PlayStation thief given second chance
Like many teenagers David Andrew Auckram wanted a PlayStation.
Unlike others who save up or beg their parents, the Sanson 18-year-old broke into a house and took one.
In the Feilding District Court today, he admitted a burglary charge, but Judge Barbara Morris decided that because he had a clean record and a job as a car wash worker he should be given a chance.
So the matter was remanded until November next year to allow Auckram to complete 150 hours' community work, which he will have to organise, and scrape together some emotional harm reparation for the children he stole from.
If he does so satisfactorily the charge will either be dropped or he will be discharged without conviction.
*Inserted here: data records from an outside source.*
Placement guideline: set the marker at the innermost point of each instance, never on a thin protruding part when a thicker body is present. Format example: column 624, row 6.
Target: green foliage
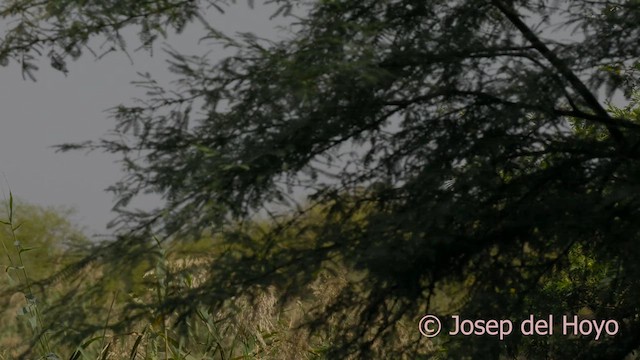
column 448, row 148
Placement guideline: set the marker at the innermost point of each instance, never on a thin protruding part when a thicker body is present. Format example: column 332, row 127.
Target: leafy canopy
column 446, row 142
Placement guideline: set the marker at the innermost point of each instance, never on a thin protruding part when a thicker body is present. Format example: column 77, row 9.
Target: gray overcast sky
column 58, row 109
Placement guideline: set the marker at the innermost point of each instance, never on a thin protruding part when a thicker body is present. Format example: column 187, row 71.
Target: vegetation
column 453, row 157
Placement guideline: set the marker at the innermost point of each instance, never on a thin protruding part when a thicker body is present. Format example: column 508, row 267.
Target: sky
column 58, row 109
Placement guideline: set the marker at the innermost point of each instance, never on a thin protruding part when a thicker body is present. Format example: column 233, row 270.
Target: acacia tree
column 444, row 140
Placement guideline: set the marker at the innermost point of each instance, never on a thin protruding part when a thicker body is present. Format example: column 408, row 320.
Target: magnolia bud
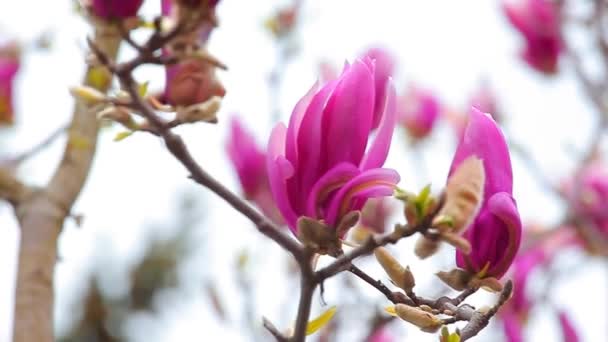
column 88, row 95
column 457, row 241
column 118, row 114
column 457, row 279
column 463, row 196
column 425, row 247
column 489, row 284
column 425, row 321
column 402, row 277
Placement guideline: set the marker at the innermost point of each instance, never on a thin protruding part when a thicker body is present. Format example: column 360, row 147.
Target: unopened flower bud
column 402, row 277
column 463, row 196
column 425, row 321
column 457, row 241
column 457, row 279
column 88, row 95
column 318, row 236
column 489, row 284
column 425, row 247
column 205, row 111
column 118, row 114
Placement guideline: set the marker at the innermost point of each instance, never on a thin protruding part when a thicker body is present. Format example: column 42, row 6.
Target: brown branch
column 41, row 218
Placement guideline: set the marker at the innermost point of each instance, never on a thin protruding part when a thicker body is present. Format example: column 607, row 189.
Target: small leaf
column 122, row 135
column 319, row 322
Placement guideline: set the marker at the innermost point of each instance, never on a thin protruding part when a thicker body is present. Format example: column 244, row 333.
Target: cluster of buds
column 539, row 23
column 249, row 161
column 514, row 315
column 9, row 65
column 321, row 173
column 282, row 22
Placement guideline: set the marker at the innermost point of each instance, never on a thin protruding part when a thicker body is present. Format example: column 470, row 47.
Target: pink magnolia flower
column 375, row 214
column 9, row 65
column 538, row 22
column 484, row 99
column 318, row 166
column 588, row 194
column 250, row 164
column 384, row 68
column 569, row 333
column 496, row 231
column 418, row 111
column 381, row 335
column 190, row 81
column 115, row 9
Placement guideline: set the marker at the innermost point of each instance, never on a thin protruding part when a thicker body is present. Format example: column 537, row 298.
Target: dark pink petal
column 248, row 160
column 483, row 138
column 368, row 184
column 503, row 206
column 384, row 66
column 569, row 333
column 309, row 137
column 331, row 181
column 296, row 120
column 279, row 170
column 378, row 151
column 348, row 115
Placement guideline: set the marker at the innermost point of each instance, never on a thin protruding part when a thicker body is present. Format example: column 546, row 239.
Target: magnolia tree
column 317, row 186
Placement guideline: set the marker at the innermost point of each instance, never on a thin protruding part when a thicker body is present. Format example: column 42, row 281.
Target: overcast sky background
column 447, row 46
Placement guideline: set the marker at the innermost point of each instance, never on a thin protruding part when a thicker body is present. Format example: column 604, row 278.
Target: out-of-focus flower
column 496, row 231
column 484, row 99
column 569, row 333
column 588, row 194
column 381, row 335
column 283, row 21
column 384, row 64
column 538, row 22
column 9, row 65
column 249, row 162
column 375, row 214
column 318, row 166
column 418, row 111
column 115, row 9
column 191, row 80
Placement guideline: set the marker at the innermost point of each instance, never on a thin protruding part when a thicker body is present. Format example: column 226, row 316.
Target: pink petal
column 279, row 170
column 484, row 139
column 347, row 117
column 378, row 151
column 369, row 183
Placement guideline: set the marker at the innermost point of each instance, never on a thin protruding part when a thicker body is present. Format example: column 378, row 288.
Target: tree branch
column 41, row 216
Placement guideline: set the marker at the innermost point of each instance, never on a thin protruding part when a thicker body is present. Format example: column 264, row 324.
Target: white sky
column 448, row 46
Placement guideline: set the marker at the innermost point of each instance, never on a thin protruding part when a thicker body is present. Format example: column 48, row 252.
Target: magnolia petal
column 348, row 115
column 278, row 171
column 377, row 153
column 484, row 139
column 295, row 122
column 503, row 206
column 369, row 183
column 328, row 183
column 309, row 141
column 319, row 322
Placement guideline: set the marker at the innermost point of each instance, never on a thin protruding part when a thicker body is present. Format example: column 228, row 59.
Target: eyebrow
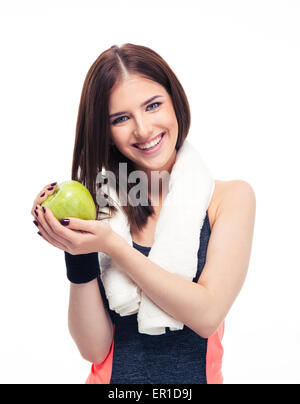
column 143, row 104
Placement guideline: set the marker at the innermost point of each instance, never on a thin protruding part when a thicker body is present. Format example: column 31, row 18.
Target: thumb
column 78, row 224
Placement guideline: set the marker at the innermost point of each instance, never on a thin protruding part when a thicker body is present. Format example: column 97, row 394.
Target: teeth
column 150, row 144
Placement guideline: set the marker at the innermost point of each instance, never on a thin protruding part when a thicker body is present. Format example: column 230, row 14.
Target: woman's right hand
column 41, row 197
column 37, row 213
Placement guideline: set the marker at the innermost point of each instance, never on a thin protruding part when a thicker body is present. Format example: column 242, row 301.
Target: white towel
column 176, row 241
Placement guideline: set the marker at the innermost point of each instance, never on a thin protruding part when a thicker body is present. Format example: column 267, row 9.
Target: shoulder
column 228, row 195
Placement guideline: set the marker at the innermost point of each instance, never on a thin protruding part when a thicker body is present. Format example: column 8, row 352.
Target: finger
column 53, row 242
column 56, row 229
column 43, row 195
column 48, row 228
column 85, row 226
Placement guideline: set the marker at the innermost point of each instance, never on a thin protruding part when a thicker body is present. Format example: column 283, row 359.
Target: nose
column 142, row 130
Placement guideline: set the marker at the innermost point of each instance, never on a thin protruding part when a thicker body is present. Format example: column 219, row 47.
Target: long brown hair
column 93, row 147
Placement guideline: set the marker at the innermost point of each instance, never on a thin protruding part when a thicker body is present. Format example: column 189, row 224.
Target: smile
column 150, row 145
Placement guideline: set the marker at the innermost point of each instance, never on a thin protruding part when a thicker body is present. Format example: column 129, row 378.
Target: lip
column 156, row 148
column 141, row 143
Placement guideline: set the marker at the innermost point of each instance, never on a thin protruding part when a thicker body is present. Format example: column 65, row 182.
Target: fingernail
column 65, row 222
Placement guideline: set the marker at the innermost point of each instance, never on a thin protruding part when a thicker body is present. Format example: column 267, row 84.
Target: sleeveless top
column 176, row 357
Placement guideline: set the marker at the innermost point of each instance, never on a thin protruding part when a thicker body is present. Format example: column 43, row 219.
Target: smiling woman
column 154, row 310
column 129, row 122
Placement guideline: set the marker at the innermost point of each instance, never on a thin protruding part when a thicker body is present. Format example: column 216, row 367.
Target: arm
column 201, row 306
column 89, row 322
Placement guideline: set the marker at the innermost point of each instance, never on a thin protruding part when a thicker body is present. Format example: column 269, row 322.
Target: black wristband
column 82, row 268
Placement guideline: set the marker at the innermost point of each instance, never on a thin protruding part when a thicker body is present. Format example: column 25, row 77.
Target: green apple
column 71, row 199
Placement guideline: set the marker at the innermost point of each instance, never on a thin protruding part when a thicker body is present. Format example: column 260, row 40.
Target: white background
column 239, row 64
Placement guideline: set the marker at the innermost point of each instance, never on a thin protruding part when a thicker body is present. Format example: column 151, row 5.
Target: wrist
column 113, row 243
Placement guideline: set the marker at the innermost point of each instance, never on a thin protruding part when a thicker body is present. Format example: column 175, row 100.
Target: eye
column 118, row 120
column 156, row 103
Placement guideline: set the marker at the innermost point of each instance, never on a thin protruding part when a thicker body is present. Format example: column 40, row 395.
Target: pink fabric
column 214, row 357
column 101, row 373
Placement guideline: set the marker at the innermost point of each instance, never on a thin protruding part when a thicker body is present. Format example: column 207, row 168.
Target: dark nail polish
column 65, row 222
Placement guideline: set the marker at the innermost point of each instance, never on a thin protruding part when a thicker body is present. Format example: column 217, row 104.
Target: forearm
column 186, row 301
column 89, row 322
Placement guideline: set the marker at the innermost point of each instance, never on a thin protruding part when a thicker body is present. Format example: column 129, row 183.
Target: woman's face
column 143, row 119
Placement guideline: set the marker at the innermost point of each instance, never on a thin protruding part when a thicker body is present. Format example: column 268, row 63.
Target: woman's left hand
column 76, row 236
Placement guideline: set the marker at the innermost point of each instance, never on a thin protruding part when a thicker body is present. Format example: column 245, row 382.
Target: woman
column 133, row 110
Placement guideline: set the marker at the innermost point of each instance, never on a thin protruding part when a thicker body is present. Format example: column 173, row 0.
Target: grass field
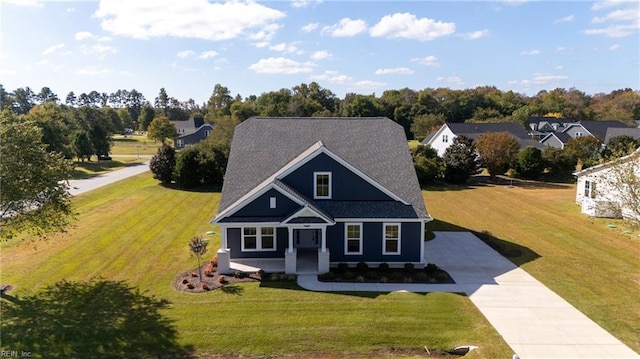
column 592, row 266
column 133, row 145
column 137, row 231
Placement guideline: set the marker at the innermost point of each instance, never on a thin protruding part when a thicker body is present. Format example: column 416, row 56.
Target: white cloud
column 599, row 5
column 408, row 26
column 345, row 28
column 51, row 49
column 98, row 49
column 333, row 77
column 614, row 31
column 530, row 53
column 310, row 27
column 618, row 15
column 85, row 35
column 366, row 85
column 207, row 55
column 321, row 55
column 284, row 47
column 304, row 3
column 94, row 71
column 475, row 34
column 453, row 80
column 198, row 19
column 427, row 61
column 185, row 53
column 568, row 18
column 281, row 65
column 395, row 71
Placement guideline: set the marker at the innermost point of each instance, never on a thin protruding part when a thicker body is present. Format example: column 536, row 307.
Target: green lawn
column 538, row 225
column 137, row 231
column 133, row 145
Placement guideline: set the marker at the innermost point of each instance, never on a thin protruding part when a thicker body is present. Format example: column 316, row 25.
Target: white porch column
column 422, row 239
column 290, row 250
column 224, row 238
column 323, row 231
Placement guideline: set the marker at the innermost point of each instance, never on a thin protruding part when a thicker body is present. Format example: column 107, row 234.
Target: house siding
column 260, row 207
column 410, row 238
column 345, row 185
column 234, row 242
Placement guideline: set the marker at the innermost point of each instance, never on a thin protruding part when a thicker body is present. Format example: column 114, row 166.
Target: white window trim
column 346, row 239
column 315, row 185
column 384, row 238
column 259, row 240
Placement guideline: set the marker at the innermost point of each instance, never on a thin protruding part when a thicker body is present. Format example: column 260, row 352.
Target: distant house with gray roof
column 322, row 191
column 442, row 138
column 191, row 132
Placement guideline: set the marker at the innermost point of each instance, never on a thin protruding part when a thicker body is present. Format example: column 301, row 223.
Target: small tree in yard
column 461, row 160
column 530, row 164
column 187, row 171
column 497, row 150
column 198, row 246
column 163, row 164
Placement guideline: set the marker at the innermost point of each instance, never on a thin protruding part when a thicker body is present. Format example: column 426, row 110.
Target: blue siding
column 234, row 241
column 260, row 207
column 345, row 186
column 372, row 244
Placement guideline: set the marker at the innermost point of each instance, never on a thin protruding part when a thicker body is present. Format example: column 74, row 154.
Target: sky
column 365, row 47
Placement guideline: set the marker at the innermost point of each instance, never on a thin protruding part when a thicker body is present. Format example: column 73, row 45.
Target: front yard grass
column 137, row 231
column 539, row 227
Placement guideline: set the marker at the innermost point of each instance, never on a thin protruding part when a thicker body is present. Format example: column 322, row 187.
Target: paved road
column 77, row 187
column 532, row 319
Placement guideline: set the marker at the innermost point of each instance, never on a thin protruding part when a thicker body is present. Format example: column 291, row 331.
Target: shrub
column 420, row 276
column 431, row 268
column 371, row 275
column 343, row 267
column 349, row 275
column 328, row 276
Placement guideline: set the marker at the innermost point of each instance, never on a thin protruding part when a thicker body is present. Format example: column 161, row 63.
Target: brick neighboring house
column 191, row 132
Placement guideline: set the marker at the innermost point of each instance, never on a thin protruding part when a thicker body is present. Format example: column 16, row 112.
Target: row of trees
column 500, row 153
column 418, row 111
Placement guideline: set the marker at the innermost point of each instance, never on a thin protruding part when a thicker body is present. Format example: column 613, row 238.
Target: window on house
column 353, row 238
column 322, row 187
column 391, row 243
column 258, row 239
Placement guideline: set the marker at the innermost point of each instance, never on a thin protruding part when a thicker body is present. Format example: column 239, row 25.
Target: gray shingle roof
column 376, row 146
column 599, row 128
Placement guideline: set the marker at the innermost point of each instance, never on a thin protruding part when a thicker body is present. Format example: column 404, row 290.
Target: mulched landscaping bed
column 430, row 275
''When you go into most job [interviews] they want to know if you've got any convictions,'' Judge Morris told Auckram.
''Burglary is one that would make it very difficult for you in the future.
''My gut reaction is this was just one heck of a stupid decision.''
A summary says Auckram walked from his house to a Grace St property in Sanson on July 16.
When he saw the occupants were out he returned home and fetched a backpack.
Auckram went back to the Grace St house, knocked on the front door, received no answer, and went around the back.
There he found an unlocked door, through which he let himself in.
''[Auckram] unplugged a Song PlayStation game consol from a television in the lounge and placed this in his backpack,'' the summary says.
''In explanation [Auckram] stated that he wanted a PlayStation and he had visited the Grace St address in the past.''
Defence lawyer Jock Turnbull said the matter was referred to restorative justice, but Auckram's victims were not interested in that process.